I have two dataframes Samples and Events
Samples:
ID Sample_Date
0 500001 2021-09-28
1 500002 2021-09-29
2 500003 2021-10-15
Events:
ID Event_Date Event
0 500001 2021-09-20 BN
1 500001 2021-10-05 BN
2 500003 2021-10-09 AS ...
a desired output example would be:
ID Sample_Date last_Event_to_sample
0 500001 2021-09-28 2021-09-20
1 500002 2021-09-29 NaN
2 500003 2021-10-15 2021-10-09
Samples has a one to many relationship to Events.

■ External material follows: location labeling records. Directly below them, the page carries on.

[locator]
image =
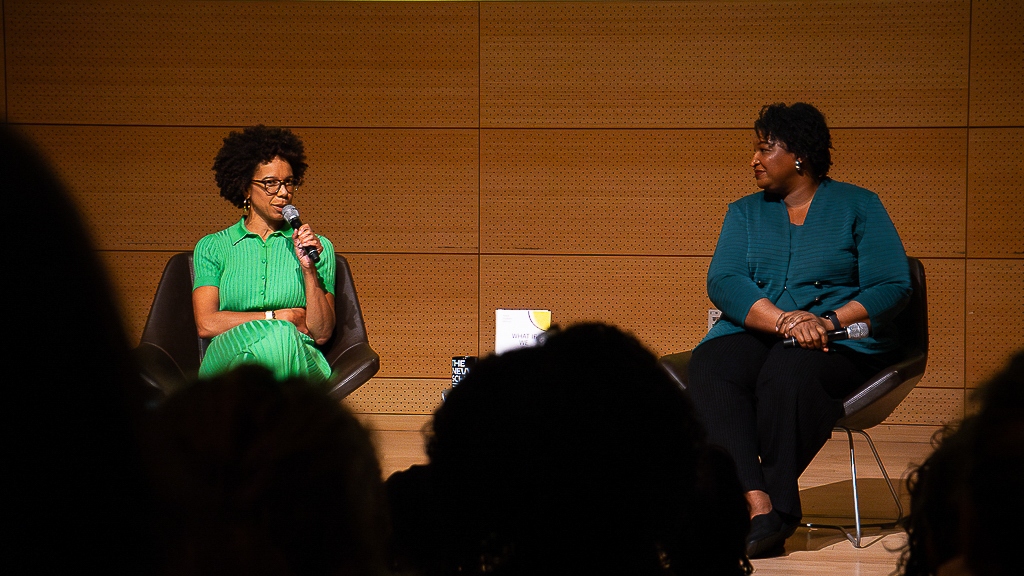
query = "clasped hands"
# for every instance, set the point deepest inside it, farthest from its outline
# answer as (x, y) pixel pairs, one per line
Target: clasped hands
(296, 316)
(809, 330)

Basicly what i wanted to do is to iterate through each row of the Samples Dataframe and use the ID and the Date as a condition to search for the next smaller date in the Events Dataframe for this ID, in order to create a new column in Samples 'last_Event_to_Sample' .
After two days researching i cannot figure out how to approach this. This is the last step to be finally able to create my plots. I would really appreachiate it ,if someone can help me out!

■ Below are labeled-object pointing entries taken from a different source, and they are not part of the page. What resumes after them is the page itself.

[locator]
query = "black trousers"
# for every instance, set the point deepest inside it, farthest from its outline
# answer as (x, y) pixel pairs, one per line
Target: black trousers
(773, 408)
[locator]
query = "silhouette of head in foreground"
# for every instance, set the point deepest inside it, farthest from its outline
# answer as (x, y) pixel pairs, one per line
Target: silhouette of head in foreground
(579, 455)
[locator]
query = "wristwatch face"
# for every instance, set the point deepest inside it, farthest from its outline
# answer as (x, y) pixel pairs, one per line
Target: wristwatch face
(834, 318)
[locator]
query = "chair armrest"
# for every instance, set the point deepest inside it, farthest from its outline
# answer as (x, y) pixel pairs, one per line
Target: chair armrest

Thank you a lot in advance!
CodePudding user response:
IIUC, you can use pandas.merge_asof
:
df_samples["Sample_Date"] = pd.to_datetime(df_samples["Sample_Date"])

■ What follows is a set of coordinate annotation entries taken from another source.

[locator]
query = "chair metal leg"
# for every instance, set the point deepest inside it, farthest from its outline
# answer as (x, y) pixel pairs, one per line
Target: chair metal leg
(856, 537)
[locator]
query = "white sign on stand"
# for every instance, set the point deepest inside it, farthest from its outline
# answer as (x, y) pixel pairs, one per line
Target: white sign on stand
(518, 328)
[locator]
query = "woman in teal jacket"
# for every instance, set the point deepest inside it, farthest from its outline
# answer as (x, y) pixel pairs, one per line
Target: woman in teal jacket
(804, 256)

df_events["Event_Date"] = pd.to_datetime(df_events["Event_Date"])
out = (
pd.merge_asof(df_samples, df_events,
left_on="Sample_Date", right_on="Event_Date",
by="ID", direction="backward")
)
# Output :
print(out)
ID Sample_Date Event_Date Event
0 500001 2021-09-28 2021-09-20 BN
1 500002 2021-09-29 NaT NaN
2 500003 2021-10-15 2021-10-09 AS
With direction="nearest"
, we get this :
ID Sample_Date Event_Date Event
0 500001 2021-09-28 2021-10-05 BN
1 500002 2021-09-29 NaT NaN
2 500003 2021-10-15 2021-10-09 AS
And if needed, you can add a tolerance with tolerance=pd.Timedelta("7d")
(for e.g) as a keyword :
ID Sample_Date Event_Date Event
0 500001 2021-09-28 NaT NaN
1 500002 2021-09-29 NaT NaN
2 500003 2021-10-15 2021-10-09 AS
NB : Both dataframes need to be sorted on keys before the merge_asof.